In the past, Spanish property prices were considerably lower than in other European countries. However property prices in Spain are now around 75% of the European average, and GDP per capita in Spain is also about 75% of the European average. This would suggest that Spanish property prices are now in line with other European countries.

Spanish property market conclusions

By now it should be obvious to readers that Spanish real estate prices have been rising fast over recent years. Figure 2 of this report – the chart that shows both average national property prices by year and plots the rate of increase each year – says it all.
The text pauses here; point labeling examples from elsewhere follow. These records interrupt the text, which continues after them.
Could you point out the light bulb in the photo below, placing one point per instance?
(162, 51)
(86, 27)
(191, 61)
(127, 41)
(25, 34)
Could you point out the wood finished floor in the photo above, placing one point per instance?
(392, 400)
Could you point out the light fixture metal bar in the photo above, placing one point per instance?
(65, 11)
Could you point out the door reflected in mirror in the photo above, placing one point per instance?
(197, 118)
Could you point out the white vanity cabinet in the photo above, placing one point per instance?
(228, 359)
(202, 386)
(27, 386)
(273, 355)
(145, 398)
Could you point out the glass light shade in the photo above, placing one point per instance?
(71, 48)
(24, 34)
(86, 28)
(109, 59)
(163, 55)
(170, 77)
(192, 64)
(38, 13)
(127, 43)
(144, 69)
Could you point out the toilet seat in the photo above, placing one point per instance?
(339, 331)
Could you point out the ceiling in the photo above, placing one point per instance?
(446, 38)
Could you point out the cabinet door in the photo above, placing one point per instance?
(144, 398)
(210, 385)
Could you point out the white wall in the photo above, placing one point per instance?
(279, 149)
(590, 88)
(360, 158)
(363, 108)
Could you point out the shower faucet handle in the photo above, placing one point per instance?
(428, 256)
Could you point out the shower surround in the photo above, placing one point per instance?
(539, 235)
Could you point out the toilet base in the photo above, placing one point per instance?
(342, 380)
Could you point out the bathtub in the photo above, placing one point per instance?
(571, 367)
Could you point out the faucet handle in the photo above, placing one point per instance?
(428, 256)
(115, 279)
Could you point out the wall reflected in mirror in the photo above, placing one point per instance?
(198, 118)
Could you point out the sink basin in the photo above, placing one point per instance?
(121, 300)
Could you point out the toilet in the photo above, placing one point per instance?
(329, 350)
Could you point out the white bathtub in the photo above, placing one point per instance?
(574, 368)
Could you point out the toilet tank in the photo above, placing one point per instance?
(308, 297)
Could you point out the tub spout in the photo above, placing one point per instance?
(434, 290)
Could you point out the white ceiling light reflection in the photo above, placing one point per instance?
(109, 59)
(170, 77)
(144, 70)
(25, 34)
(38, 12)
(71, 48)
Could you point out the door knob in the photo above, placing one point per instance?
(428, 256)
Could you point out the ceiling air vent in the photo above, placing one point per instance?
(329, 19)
However when you take step back and compare the price of property in Spain to other European countries the price rises of recent years do not seem quite so alarming. Real prices have risen but not as much as in other countries such as the UK and Ireland and in relation to GDP Spanish real estate prices are in the middle of the pack. On the other hand we have not included some ratios, for instance the price of property in relation to rents or the price of property in relation to average disposable income, compared to other European countries, that do make the Spanish property market look very out of balance.
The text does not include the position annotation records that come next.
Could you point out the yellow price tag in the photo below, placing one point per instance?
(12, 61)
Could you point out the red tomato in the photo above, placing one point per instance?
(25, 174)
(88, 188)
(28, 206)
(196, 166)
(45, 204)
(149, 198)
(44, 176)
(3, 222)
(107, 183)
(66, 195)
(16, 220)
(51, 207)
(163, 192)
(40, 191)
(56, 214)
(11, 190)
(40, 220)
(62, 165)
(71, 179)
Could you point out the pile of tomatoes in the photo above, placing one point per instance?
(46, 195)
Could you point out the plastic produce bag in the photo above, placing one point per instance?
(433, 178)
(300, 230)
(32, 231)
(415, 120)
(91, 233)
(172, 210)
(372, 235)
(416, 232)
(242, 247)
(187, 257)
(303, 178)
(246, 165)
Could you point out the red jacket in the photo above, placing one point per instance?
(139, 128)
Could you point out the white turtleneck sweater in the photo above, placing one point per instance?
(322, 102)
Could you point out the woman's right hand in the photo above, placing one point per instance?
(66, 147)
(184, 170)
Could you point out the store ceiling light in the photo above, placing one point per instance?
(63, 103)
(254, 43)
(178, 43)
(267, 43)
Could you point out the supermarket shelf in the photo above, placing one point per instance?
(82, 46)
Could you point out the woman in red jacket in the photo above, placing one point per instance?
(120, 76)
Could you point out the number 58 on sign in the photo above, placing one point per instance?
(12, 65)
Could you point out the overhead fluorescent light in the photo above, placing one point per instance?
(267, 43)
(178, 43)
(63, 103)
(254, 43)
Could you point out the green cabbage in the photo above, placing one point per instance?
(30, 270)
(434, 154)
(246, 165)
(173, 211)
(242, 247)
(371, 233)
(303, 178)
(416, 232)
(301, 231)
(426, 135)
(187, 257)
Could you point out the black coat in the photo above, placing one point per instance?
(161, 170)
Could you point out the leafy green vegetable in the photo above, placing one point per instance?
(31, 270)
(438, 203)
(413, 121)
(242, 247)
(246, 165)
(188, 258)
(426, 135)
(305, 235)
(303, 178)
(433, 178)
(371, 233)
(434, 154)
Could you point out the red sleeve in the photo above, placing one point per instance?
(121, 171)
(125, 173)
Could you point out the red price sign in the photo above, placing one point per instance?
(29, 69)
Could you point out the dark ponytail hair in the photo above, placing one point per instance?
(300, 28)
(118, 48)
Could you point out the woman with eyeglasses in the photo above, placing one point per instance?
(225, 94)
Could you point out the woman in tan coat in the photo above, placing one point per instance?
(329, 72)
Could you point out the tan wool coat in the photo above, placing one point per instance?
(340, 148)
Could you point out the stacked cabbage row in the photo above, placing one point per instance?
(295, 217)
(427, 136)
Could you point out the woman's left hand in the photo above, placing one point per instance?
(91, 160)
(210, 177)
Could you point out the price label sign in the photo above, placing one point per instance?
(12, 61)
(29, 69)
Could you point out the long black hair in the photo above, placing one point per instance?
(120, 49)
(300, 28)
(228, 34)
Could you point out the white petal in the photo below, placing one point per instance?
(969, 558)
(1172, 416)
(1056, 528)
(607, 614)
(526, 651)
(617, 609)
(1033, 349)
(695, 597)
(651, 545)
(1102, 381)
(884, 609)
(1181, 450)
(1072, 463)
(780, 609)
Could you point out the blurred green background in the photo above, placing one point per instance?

There are some obvious factors that explain the recent rise in Spanish property prices that we shall briefly list here as follows:

  • Historically low interest rates that reduce the cost of borrowing thus enabling more buyers to afford a mortgage.
  • Innovations in the Spanish mortgage market with longer mortgage periods and higher loan-to-value ratios being offered. Despite an increase in property prices average monthly mortgage payments have fallen in relation to disposable income.
  • Economic growth and increasing employment in Spain that has enabled more people to finance a mortgage.
  • A growing number of foreigners buying Spanish property (primarily in coastal regions) thus pushing up demand for Spanish property. Since January 1999 foreign investment in Spanish property has risen from under 200 million Euros a month to 600 million Euros a month.
  • 80% of Spanish households are owner-occupiers. This is the highest level in Europe. The Spanish custom of buying property rather than renting helps to keep demand for property strong.
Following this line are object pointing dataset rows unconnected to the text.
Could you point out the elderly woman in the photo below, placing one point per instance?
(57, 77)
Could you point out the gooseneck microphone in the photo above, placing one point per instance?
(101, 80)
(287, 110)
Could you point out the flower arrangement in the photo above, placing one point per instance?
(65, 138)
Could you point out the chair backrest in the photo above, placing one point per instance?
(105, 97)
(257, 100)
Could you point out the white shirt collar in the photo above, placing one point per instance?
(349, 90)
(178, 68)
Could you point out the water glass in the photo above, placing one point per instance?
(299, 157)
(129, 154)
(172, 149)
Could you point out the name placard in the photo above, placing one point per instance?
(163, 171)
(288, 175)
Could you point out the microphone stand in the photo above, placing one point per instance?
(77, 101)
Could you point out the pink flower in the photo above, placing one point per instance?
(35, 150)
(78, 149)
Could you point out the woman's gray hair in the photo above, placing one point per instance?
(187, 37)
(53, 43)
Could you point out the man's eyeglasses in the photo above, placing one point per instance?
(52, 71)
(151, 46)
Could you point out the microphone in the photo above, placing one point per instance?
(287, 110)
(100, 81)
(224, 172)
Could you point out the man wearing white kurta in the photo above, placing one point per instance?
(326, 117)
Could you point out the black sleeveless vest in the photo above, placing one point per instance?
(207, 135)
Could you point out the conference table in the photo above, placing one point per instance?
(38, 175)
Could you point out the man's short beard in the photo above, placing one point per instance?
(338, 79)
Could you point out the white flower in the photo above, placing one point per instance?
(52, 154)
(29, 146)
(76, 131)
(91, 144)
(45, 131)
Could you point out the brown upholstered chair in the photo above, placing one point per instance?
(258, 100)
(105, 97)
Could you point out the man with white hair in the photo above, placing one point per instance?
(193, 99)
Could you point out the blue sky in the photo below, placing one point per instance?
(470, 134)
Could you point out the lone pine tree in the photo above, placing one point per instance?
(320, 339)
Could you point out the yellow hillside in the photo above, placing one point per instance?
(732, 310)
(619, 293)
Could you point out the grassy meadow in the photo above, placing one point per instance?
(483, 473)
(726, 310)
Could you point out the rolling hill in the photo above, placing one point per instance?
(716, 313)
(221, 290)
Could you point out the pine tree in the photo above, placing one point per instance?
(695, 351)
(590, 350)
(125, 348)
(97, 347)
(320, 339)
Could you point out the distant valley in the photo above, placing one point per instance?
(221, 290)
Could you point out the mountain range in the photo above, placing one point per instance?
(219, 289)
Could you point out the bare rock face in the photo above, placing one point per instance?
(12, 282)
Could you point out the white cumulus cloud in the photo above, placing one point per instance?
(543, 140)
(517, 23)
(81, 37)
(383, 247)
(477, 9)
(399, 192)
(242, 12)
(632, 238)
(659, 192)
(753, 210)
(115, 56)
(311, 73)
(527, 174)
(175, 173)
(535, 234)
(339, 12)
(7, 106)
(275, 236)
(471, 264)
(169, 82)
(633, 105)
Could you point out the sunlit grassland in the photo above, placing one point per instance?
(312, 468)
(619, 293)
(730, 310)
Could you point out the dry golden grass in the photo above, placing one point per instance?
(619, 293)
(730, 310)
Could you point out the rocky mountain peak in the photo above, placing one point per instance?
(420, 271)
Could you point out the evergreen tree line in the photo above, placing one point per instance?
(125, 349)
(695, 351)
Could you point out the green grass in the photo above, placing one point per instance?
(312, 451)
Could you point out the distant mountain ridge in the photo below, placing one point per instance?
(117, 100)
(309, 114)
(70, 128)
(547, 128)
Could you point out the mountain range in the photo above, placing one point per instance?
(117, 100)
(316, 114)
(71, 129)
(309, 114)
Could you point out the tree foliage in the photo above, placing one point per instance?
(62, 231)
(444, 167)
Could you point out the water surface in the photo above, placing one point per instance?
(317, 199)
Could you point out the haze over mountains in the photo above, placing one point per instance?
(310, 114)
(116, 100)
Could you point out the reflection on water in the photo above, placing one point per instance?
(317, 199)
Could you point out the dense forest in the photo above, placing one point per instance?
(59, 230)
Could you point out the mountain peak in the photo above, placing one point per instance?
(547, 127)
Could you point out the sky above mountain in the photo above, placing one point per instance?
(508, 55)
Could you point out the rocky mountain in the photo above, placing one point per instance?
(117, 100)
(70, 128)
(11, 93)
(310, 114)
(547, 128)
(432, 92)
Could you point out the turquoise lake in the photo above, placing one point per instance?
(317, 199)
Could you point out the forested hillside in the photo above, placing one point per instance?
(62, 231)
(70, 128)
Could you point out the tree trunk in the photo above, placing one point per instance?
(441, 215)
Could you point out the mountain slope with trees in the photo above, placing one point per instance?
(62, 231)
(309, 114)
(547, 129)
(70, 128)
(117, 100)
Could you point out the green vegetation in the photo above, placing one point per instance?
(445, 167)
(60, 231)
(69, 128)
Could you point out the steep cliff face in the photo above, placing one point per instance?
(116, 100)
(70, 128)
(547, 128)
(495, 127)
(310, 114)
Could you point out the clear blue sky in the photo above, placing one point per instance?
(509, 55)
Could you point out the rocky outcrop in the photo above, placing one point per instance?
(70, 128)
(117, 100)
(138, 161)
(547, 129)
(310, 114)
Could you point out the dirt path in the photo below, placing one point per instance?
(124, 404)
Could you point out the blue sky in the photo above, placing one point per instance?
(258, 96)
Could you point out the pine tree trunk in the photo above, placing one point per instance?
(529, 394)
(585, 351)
Whilst these factors continue to hold true and in particular whilst interest rates remain low (interest rates are set by the ECB with France and German more in mind than Spain) there is no ominous reason to expect that property prices on a national level will tank. Having said that it is unlikely that prices will continue to increase at the white-hot level of recent years and we would not be surprised if overall prices stagnated for a few years. Furthermore we believe that, though property on a national level should hold up, cetain types of property in some costal areas where 1) supply is expanding fast and 2) off-plan investors with flimsy balance sheets have over-extended, prices could easily fall.

© Mark Stucklin (Spanish Property Insight)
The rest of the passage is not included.